To a person, the administrators representing Hughson, Woodland Christian, Stone Ridge Christian, Capital Christian, Vacaville Christian, Capital Christian and Ripon Christian high schools disputed the alleged findings that were set forth in an email received on Wednesday that may indicate a violation of CIF orders or regulations and or guidance from the CIF or other state entities.
First-year Ripon Christian football coach Phil Grams serves as CAPS president. He also coached the Knights Outdoor Fitness & Skillz Academy, a CAPS team comprising mostly of Ripon Christian student-athletes. Grams has maintained that the club operated as a separate entity. Ripon Christian opted not to field a football team for the abbreviated high school season.
Each school representative was give three minutes to speak with no interaction from the Executive Committee or SJS staff on Thursday. Representing Ripon Christian was Superintendent Eric Segaar.
“We were addressing some allegations levied by the Section regarding the club football program that took place this late winter-early spring,” Segaar said. “Specifically that a Ripon Christian team was participating in a club sport. We as a school were not participating in any club sports, specifically not in football.
“We were kind of given an opportunity to respond today in a three-minute block of time in a public hearing which obviously wasn’t sufficient time. We have not decided if we will formally respond to the Section. I don’t know if it will do us any good.

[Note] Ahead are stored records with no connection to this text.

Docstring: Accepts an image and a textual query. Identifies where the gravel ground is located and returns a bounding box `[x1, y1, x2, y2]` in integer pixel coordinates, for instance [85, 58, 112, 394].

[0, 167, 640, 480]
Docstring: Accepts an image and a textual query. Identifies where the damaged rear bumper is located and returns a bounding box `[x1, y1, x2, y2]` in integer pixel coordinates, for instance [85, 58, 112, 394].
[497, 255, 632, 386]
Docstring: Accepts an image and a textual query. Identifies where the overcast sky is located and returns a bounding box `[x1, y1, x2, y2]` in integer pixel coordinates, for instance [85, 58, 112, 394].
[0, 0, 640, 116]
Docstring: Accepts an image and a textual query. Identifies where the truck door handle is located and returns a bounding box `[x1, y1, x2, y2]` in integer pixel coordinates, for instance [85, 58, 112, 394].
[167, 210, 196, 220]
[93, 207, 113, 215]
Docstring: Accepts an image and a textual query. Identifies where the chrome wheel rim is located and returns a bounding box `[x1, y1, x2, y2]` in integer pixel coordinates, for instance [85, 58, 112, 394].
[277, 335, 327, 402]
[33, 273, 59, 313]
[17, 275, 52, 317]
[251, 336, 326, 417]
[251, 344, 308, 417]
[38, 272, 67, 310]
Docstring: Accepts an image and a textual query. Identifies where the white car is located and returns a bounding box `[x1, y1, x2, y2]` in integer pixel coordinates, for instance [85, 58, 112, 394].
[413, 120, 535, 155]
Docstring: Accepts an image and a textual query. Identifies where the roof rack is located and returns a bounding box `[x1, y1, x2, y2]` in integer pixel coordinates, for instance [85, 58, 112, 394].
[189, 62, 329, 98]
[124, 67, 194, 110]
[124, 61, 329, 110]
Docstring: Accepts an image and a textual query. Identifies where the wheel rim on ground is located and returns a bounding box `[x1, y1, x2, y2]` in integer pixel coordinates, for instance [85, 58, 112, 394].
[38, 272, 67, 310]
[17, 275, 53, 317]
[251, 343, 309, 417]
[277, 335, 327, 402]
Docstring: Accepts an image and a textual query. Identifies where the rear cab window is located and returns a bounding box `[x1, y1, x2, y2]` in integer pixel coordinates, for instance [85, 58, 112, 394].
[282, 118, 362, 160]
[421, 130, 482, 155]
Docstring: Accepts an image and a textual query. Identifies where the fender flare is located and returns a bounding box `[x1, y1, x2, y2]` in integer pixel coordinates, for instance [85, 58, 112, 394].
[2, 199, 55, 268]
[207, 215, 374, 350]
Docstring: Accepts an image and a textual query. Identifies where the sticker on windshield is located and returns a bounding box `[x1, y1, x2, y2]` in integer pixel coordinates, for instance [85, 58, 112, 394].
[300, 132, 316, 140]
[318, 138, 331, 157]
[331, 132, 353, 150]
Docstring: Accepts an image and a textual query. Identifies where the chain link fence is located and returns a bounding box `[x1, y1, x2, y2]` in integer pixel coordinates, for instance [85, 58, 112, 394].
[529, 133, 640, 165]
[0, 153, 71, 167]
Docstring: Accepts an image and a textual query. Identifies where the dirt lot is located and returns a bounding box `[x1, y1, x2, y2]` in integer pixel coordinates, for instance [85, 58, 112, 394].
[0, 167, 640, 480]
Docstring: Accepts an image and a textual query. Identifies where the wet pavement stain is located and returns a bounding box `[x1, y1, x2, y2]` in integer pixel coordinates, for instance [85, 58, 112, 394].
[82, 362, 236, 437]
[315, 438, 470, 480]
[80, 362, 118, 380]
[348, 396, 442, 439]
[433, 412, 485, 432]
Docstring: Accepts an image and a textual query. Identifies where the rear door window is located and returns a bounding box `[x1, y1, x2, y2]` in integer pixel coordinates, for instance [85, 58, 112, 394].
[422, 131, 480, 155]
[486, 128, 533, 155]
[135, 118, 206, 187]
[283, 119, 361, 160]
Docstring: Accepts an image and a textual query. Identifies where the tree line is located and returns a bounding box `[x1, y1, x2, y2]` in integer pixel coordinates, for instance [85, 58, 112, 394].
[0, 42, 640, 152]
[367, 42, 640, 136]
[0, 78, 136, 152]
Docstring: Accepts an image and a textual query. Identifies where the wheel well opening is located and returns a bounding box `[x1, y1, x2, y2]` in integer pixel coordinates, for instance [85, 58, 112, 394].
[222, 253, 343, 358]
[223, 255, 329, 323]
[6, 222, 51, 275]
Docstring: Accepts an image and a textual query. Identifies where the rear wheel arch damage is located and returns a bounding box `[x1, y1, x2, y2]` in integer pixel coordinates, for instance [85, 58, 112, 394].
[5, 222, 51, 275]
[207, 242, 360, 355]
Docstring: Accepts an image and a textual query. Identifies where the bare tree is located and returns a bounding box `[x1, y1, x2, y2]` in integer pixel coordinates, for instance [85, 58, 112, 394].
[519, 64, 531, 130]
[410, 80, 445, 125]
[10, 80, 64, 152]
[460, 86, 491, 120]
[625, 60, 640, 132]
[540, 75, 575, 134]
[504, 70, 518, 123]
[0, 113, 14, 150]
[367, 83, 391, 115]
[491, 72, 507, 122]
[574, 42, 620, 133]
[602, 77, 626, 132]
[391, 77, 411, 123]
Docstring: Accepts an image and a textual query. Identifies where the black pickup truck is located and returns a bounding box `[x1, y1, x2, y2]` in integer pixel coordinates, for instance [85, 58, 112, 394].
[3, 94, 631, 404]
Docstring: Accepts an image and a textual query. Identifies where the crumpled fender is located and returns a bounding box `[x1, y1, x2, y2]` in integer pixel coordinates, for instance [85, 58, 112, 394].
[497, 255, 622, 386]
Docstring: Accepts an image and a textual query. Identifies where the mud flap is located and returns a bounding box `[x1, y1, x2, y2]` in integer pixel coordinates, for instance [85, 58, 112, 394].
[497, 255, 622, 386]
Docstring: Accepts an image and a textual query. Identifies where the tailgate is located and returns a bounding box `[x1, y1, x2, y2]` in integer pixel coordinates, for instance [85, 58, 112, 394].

We have to look at the due-process part of it because it seems as if they will be making a decision this morning, so I don’t know if a formal response would even be considered.”

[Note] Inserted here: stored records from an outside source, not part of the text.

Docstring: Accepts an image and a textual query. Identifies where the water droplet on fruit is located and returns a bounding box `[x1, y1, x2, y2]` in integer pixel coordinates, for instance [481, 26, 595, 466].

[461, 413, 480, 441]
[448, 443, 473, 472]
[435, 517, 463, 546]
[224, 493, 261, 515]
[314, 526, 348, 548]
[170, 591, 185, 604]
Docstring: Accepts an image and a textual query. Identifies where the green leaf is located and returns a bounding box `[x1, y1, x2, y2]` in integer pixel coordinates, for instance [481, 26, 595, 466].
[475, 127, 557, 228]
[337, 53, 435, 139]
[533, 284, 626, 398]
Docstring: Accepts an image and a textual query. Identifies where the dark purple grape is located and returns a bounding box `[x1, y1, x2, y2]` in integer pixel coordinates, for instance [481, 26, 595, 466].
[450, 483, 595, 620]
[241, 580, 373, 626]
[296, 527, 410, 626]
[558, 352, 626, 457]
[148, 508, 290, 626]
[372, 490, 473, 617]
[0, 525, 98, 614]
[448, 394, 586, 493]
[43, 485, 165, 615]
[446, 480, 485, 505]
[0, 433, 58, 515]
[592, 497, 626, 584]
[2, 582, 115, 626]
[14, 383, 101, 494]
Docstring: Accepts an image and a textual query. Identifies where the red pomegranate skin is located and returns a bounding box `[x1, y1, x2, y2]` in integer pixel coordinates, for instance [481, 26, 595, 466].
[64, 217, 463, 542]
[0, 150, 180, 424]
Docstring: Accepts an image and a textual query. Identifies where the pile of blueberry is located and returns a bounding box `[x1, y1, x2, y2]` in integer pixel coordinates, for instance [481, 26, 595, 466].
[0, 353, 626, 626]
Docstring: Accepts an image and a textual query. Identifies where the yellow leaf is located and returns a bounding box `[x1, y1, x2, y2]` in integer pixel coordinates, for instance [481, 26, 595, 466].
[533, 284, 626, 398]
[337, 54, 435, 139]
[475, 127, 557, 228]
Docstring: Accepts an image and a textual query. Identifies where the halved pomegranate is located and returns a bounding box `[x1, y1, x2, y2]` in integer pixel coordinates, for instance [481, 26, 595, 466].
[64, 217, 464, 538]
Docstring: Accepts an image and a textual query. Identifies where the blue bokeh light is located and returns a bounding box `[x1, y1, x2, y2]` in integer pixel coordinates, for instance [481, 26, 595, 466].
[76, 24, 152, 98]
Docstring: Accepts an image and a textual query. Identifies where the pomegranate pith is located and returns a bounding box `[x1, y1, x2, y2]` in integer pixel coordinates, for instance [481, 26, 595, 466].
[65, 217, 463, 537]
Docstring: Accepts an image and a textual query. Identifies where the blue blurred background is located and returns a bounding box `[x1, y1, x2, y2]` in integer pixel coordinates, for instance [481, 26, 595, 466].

When asked, SJS Assistant Commissioner Will DeBoard recalled that the most recent sanctions levied by the Section were Sheldon High School’s basketball program for undue influence in summer-league basketball and Whitney High School for holding illegal practices. The punishment for both was a one-year playoff ban.
“(SJS Commissioner) Mike Garrison has been looking into reports that some schools were playing football when they were not supposed to,” DeBoard said. “These schools are arguing that they were playing club football only which is perfectly legal.

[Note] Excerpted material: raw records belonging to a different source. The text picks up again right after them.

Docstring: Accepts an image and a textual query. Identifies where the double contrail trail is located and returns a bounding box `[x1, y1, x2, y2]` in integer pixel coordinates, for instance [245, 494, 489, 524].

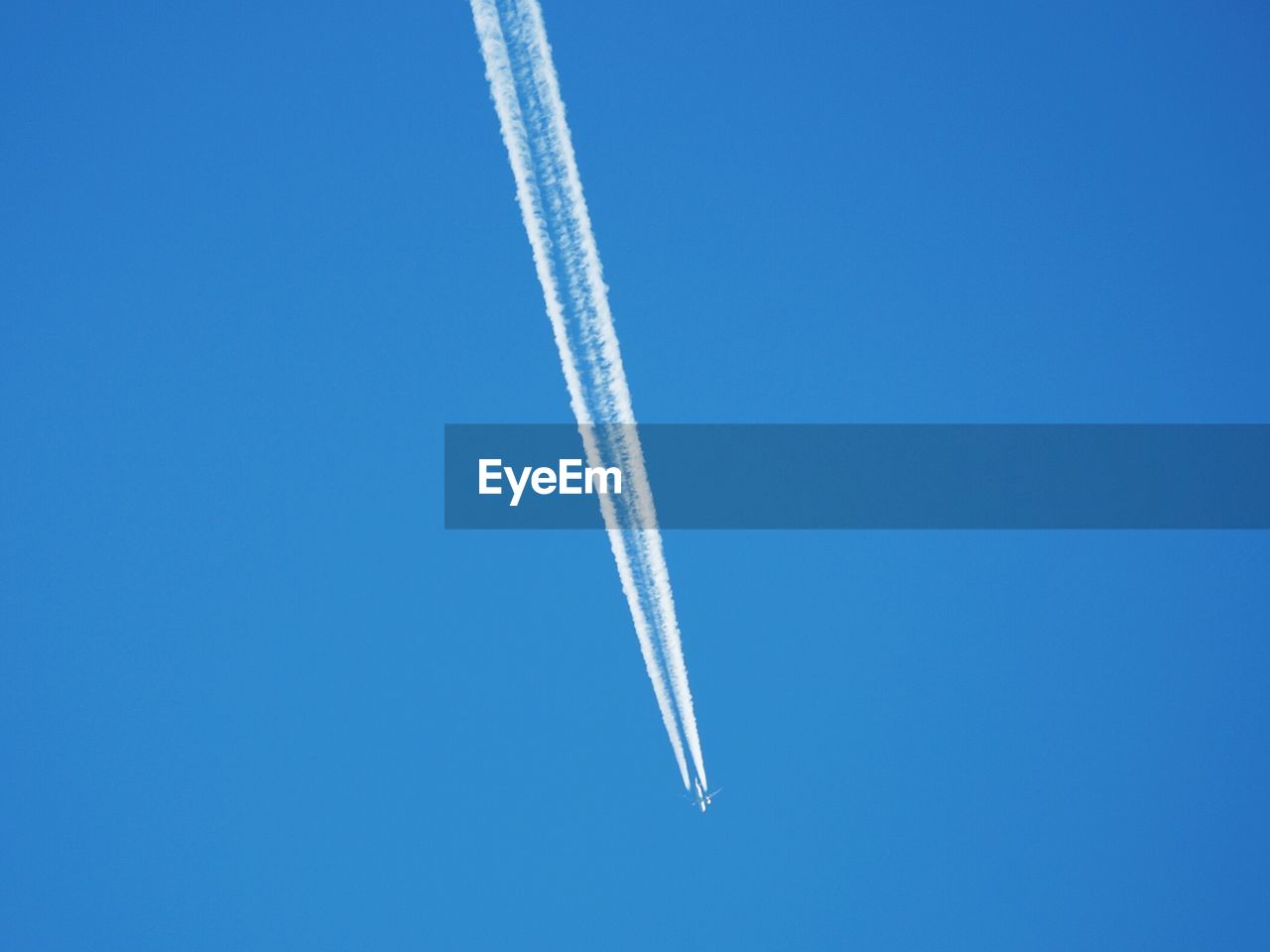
[471, 0, 708, 789]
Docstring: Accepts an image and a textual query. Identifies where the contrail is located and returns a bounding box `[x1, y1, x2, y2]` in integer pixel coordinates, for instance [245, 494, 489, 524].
[471, 0, 707, 789]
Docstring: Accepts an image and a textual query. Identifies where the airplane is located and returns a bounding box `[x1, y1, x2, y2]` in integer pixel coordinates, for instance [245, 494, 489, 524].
[693, 779, 722, 812]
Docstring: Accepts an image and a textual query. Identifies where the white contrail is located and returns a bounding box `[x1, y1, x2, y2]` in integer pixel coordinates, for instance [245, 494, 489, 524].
[471, 0, 707, 788]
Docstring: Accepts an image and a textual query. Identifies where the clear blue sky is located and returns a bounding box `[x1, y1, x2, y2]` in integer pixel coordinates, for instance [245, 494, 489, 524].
[0, 0, 1270, 952]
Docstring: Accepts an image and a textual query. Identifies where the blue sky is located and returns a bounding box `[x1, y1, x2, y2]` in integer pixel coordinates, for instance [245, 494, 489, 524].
[0, 3, 1270, 949]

“We do not govern any club sports, we only govern high school sports and we do expect our schools to follow the rules. And as the letter that the state office sent out in January said, if a school plays any sport when they are not supposed to it will probably get looked in to.”
One other common theme among the speakers was a feeling that there was no due process to date. According to Garrison, when the decision is rendered next month, all concerned will have due-process rights.
“Whatever we decide, if any sanctions are provided there will always be due process for member schools,” Garrison said.